Two-electron transfer photoreduction of methyl viologen and perfluorooctanoic acid mediated by flavin mononucleotide at colloidal titanium dioxide interfaces

Flavin mononucleotide (FMN) in methanol was photochemically reduced to FMNH2, which undergoes electron transfer with Methyl viologen (MV2+) in ethanol. This charge transfer interaction results in the reduction of MV2+ into MV+˙, as well as the storage of electrons. The spectroscopic experiments allow for the elucidation of quantitative electron transfer into MV2+. To study the redox potential for FMN species, the HOMO and LUMO energies were calculated using density functional theory (DFT) method on the B3LYP level with a basis set of 6-311G(d,p). The HOMO and LUMO energy calculations show that the redox state of FMNH2 is energetically more favorable than FMNH˙ for MV2+ reduction. These studies revealed good agreement between the experimental results and computational predictions. Moreover, molecular electrostatic potential (MEP) was performed on the FMNH2-MV2+ complex to determine the site of electron transfer, and the results were compared to the experimental results.

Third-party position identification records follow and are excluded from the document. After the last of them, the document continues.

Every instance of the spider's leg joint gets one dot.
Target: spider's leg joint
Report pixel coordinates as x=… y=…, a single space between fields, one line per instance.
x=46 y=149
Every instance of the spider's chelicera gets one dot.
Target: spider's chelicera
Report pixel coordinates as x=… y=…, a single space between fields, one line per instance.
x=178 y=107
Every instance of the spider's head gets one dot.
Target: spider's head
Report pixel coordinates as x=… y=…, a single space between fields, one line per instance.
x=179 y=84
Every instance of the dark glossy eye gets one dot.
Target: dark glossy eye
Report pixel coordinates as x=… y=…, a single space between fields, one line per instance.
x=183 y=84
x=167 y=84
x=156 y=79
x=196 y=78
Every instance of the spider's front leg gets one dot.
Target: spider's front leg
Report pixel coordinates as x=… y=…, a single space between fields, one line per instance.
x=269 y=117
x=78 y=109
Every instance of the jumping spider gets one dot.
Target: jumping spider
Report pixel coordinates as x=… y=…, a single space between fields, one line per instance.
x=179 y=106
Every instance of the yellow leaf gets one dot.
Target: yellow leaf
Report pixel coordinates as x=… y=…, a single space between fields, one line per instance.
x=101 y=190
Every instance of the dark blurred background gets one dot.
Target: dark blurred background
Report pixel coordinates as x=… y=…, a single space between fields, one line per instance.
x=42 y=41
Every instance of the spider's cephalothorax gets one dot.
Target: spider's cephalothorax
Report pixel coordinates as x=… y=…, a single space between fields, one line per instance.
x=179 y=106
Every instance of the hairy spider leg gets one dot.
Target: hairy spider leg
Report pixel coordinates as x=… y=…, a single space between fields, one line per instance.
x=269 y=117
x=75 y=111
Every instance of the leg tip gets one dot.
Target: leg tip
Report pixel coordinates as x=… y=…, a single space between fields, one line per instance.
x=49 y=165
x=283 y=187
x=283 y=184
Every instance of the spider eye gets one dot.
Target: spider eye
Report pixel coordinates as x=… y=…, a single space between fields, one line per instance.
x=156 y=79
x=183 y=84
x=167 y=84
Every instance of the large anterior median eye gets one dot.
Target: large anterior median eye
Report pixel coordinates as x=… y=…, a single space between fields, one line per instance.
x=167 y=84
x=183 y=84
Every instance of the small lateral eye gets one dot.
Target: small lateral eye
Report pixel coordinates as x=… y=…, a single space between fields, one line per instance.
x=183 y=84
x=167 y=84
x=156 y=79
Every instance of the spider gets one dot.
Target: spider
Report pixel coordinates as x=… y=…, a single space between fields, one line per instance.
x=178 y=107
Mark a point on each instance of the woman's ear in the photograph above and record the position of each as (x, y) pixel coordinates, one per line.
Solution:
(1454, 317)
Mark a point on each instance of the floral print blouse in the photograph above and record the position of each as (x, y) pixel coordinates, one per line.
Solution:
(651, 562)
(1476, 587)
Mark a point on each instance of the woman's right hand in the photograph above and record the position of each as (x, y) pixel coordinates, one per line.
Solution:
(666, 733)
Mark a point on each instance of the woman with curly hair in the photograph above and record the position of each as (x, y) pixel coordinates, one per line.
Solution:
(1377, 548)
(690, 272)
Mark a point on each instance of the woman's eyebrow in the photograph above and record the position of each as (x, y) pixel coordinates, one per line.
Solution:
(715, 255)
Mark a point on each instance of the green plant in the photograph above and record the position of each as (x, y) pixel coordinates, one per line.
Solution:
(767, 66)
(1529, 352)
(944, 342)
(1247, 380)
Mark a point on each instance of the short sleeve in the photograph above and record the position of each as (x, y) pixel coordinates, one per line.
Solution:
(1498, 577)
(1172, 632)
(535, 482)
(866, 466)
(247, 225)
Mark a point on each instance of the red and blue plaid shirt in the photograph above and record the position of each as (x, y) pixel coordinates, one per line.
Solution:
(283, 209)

FMN functionalized to the surface of colloidal titanium dioxide nanoparticles (TiO2 NPs) showed enhanced reactivity toward the reduction of perfluorooctanoic acid (PFOA). The two-electron transfer reduction process is generated by irradiating FMN attached to TiO2, during which FMN reduces to FMNH2. The FMNH2 then reacts with PFOA to produce shorter chain structures with fewer fluorine atoms, such as C5F11COOH. The results indicate that the rational organization of FMNH2/TiO2 to mediate two-electron transfer is effective for the reductive degradation and remediation of PFOA.